With all these potential ways that social support can be eroded, little wonder that changing some behaviors to lose weight and be healthier can be like walking through a minefield.
Dealing with a lack of support
A study published in 2017 explored how people who had lost, on average, 76.9 pounds, had dealt with the lack of support around them. Interestingly, the tactics used fell into two categories.
One was designed to help the people around them “save face” or not feel uncomfortable with the new lifestyle choices. In this case, those making healthier changes would explain their new behaviors, and make it clear that they were not judging anyone for not doing the same.
The other was to do “damage control” in a variety of situations. This took the form of going under the radar by eating smaller portions of unhealthy foods being offered, accepting food but not eating it, or calling an evening out with friends their “cheat day” so they could go along with the crowd.
It’s not clear how often these particular tactics were employed, but what is clear is that both were widely used.
Sorting it out
I would have to venture that the first tactic, that of declaring their intentions, is the most active, upfront, approach. The other, doing “damage control” so that the person appears to be going along with the crowd, is obviously more covert. In this case, those in the vicinity may never be aware of what lifestyle changes the person is making. In addition, the second approach, while partially effective, may be more damaging to the person’s self-esteem since it is a more passive way to go.
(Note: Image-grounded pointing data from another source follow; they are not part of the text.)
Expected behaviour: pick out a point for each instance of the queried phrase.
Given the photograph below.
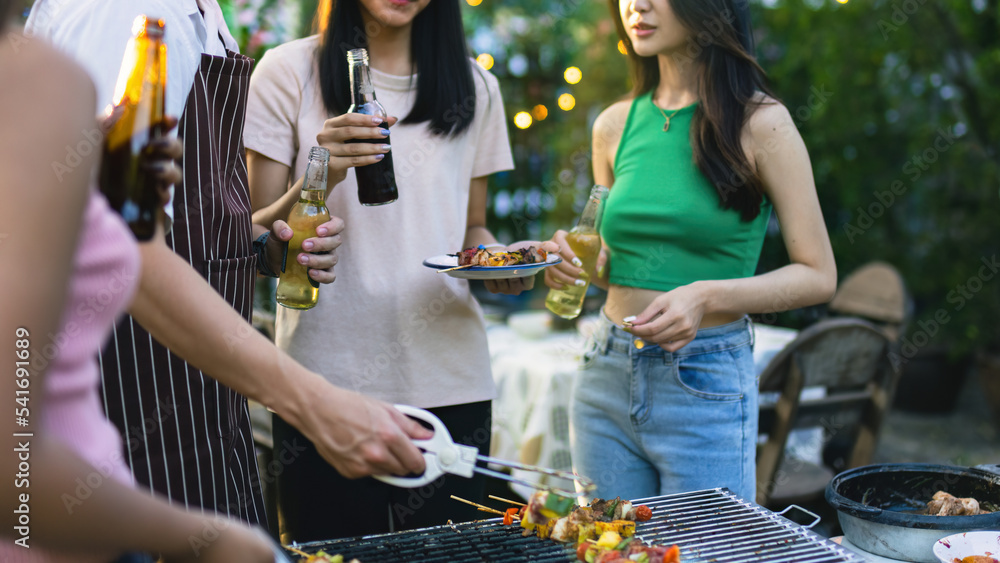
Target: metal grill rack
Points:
(717, 526)
(711, 526)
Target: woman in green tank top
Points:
(697, 158)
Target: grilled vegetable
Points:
(643, 513)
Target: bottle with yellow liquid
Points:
(585, 241)
(296, 290)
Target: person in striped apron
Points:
(185, 423)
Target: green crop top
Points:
(662, 221)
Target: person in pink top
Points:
(71, 268)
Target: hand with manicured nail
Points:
(353, 139)
(161, 156)
(568, 271)
(321, 257)
(672, 319)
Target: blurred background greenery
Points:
(895, 99)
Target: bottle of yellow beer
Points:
(585, 241)
(296, 289)
(138, 102)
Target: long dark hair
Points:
(446, 93)
(6, 12)
(728, 81)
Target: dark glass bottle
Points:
(376, 182)
(585, 242)
(139, 99)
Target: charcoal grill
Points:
(709, 526)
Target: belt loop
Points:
(604, 334)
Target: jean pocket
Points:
(714, 376)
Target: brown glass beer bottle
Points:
(139, 100)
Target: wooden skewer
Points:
(455, 268)
(501, 499)
(297, 551)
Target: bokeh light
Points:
(567, 102)
(573, 75)
(522, 120)
(485, 60)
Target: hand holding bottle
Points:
(337, 134)
(320, 256)
(567, 272)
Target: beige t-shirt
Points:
(388, 326)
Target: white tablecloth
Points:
(534, 367)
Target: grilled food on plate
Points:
(944, 504)
(323, 557)
(482, 256)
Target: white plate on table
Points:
(960, 546)
(445, 261)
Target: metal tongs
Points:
(442, 455)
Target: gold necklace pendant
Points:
(666, 118)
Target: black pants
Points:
(317, 503)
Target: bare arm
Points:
(477, 234)
(51, 108)
(270, 196)
(810, 278)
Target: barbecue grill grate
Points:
(709, 526)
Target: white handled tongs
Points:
(442, 455)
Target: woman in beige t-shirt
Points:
(388, 327)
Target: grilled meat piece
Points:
(944, 504)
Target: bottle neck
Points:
(314, 183)
(591, 215)
(362, 89)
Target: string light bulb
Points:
(566, 102)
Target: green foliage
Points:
(906, 148)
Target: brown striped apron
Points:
(187, 436)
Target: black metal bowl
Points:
(879, 506)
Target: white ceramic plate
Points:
(445, 261)
(959, 546)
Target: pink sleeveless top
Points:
(104, 279)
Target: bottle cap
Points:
(319, 153)
(355, 56)
(147, 26)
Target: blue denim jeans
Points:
(648, 422)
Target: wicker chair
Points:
(848, 358)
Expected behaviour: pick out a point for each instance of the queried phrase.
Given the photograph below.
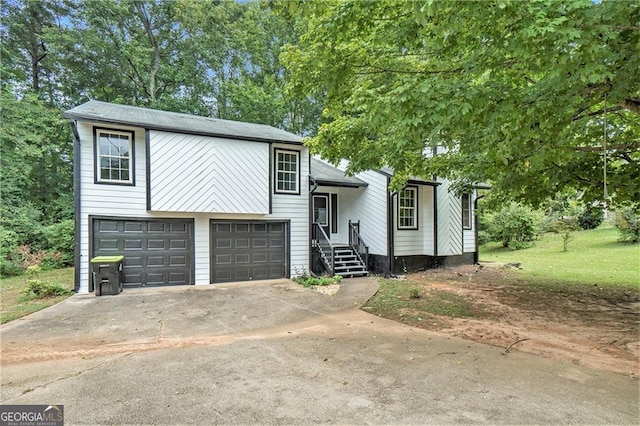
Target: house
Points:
(424, 225)
(187, 200)
(197, 200)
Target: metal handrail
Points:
(357, 243)
(324, 246)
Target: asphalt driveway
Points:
(276, 353)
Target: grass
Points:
(404, 301)
(593, 257)
(14, 303)
(596, 266)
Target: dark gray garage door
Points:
(243, 251)
(156, 252)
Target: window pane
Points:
(104, 145)
(286, 172)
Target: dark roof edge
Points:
(423, 182)
(173, 130)
(340, 184)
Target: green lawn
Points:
(593, 257)
(14, 303)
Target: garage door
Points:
(243, 251)
(156, 252)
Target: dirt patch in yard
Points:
(587, 325)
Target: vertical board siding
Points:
(449, 222)
(409, 242)
(203, 174)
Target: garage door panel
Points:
(243, 251)
(134, 227)
(109, 226)
(154, 256)
(108, 245)
(178, 261)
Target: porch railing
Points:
(325, 248)
(357, 244)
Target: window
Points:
(466, 211)
(287, 172)
(408, 208)
(114, 156)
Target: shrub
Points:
(10, 268)
(627, 220)
(39, 289)
(590, 217)
(516, 226)
(308, 281)
(59, 237)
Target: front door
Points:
(321, 212)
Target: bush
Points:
(10, 265)
(516, 226)
(627, 220)
(59, 237)
(308, 281)
(590, 217)
(10, 268)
Perhaps there is one more way to deal with a possible negative environment, or even an indifferent one. That would be for the person making changes to declare and describe what will be their “new normal.” This gives the people around them a heads up so they can set expectations. Further explanation could entail what changes are going to be made, and why it is important to them.
This approach has the added advantage of reinforcing the focus and resolve of the one making changes. Becoming comfortable with a “new normal” is a vital step in the process, and puts changes in the category of lifestyle adjustments rather than a temporary fix.